В шалаше горела всего–навсего небольшая керосиновая лампа, но после лесного мрака ее свет казался необычайно ярким. Само помещение напоминало внутренность обычной землянки: небольшой, грубо сколоченный дощатый стол, скамейки по стенам, на столе лампа, термос, кружка. Но самым удивительным было увидеть человека, который сидел за дощатым столом и которого я считал погибшим в гитлеровских застенках. Это был не кто иной, как Мартын Карлович Цеплис!

Да, это был мой квартирный хозяин, у которого так спокойно и хорошо мне жилось до того самого дня, когда судьба столкнула меня с Янковской. Коренной рижский рабочий, старый коммунист, проверенный в самых сложных и тяжелых обстоятельствах, этот человек был и будет своим до конца. В этом у меня не было никаких сомнений!

Я взволнованно протянул ему руку:

— Мартын Карлович!

Но сам Цеплис не отличался экзальтированностью. Он слегка улыбнулся и спокойно пожал протянутую ему руку, так, как если бы мы расстались с ним только вчера.

— Здравствуйте, товарищ Макаров, очень приятно…

Но недоговорил: мало приятного произошло с тех пор, как мы виделись с ним в последний раз.

— А ведь я искал вас, Мартын Карлович! — воскликнул я с некоторым даже упреком. — Но какая–то особа, увы, посоветовала обратиться ни больше ни меньше, как в полицию!

— Да, я слыхал, что вы меня искали, — подтвердил Цеплис. — Но у меня не было возможности вас уведомить…

— Значит, эта женщина…

— Да, это свой товарищ, — подтвердил Цеплис. — Но вас она не могла признать за своего.

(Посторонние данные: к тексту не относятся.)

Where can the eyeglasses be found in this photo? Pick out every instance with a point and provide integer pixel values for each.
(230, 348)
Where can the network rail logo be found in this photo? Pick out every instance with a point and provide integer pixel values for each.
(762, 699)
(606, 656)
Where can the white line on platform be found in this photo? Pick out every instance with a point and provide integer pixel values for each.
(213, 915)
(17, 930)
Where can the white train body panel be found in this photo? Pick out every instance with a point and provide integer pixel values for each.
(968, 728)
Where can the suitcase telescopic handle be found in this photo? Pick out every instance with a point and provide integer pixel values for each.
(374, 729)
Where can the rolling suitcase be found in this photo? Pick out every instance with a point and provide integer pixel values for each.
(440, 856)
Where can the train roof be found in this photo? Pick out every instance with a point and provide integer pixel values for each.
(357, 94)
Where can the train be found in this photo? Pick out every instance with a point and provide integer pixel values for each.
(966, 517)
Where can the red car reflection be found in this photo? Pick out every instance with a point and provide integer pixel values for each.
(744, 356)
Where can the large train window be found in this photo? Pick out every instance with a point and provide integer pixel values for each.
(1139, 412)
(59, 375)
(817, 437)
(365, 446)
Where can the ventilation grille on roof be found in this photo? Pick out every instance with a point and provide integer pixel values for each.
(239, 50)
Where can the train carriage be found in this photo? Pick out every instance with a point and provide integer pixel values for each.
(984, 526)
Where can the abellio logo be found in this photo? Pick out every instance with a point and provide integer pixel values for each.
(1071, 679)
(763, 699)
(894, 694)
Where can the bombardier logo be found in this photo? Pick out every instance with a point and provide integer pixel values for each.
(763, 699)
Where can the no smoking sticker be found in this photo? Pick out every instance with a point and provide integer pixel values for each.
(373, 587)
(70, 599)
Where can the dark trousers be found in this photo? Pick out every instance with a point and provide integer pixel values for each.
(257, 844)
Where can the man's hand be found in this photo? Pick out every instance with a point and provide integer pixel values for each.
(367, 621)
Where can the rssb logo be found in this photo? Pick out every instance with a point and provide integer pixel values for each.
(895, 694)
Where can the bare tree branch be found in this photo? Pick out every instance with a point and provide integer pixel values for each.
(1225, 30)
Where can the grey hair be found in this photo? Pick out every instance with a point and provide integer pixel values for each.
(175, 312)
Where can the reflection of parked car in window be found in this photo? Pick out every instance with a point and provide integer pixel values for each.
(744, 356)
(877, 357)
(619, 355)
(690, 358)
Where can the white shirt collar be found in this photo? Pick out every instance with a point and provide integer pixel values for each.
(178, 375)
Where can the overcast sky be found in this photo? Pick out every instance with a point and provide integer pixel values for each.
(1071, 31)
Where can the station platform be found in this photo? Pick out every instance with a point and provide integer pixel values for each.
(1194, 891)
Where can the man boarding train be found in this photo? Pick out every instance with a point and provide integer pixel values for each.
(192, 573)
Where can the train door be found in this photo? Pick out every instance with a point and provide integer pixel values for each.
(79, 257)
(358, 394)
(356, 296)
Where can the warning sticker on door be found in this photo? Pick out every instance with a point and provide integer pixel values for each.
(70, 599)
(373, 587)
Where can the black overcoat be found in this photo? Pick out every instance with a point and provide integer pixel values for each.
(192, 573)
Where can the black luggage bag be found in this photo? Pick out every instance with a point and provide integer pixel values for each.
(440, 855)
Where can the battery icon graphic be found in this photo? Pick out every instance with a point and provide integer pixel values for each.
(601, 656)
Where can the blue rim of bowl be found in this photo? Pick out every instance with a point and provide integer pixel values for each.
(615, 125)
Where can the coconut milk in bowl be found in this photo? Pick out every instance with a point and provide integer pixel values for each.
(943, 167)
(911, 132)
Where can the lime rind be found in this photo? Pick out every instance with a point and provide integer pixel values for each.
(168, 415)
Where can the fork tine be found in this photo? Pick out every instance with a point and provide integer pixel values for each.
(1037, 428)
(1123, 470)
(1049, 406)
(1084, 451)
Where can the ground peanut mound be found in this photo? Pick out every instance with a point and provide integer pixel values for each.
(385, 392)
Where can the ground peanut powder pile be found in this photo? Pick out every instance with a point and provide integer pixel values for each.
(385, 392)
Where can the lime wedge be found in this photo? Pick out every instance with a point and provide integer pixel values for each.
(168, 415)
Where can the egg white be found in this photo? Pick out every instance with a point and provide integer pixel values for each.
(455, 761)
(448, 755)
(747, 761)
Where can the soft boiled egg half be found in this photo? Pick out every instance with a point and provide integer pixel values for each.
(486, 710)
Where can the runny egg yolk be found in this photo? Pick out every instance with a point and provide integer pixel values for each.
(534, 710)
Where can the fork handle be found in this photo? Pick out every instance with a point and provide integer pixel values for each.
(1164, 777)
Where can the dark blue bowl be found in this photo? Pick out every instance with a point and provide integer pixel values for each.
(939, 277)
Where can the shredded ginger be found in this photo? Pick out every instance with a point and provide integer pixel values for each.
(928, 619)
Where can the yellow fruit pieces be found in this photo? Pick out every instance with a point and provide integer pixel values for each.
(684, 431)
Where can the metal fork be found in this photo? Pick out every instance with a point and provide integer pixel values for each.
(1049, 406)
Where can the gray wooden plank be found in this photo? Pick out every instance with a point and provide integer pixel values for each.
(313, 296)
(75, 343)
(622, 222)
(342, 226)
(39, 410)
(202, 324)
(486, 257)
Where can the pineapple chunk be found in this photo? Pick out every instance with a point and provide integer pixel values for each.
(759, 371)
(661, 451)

У нее не было для этого данных, и в настоящее время требуется проявлять особую осторожность. Но она поступила очень разумно. Если вы свой, она предупредила вас о том, что надо опасаться полиции, а если бы оказались чужим, к ней нельзя было бы придраться: она направила вас именно в полицию.

— Я не рассчитывал встретить вас здесь, — признался я.

— Партии лучше знать, где кому находиться, — уклончиво возразил Цеплис.

— А семья? — поинтересовался я. — Успели эвакуировать?

— Жена и сын в деревне, у родственников, — пояснил Цеплис. — Я расстался с ними на второй день войны, но от товарищей знаю, что они пока в безопасности.

— А Рита?

У Цеплиса было двое детей: сын Артур, сдержанный и очень похожий на отца тринадцатилетний мальчик, и девятнадцатилетняя Рита, миловидная, умная, порывистая девушка, комсомолка и студентка педагогического института.

Цеплис нахмурился.

— Риты нет, — негромко объяснил он, не уклоняясь от ответа, точно речь шла о ком–то постороннем. — Риту оставили в городе, и немцы схватили ее чуть ли не на следующий день после занятия Риги, когда она вместе с другими комсомольцами пыталась вывести из строя городскую электростанцию…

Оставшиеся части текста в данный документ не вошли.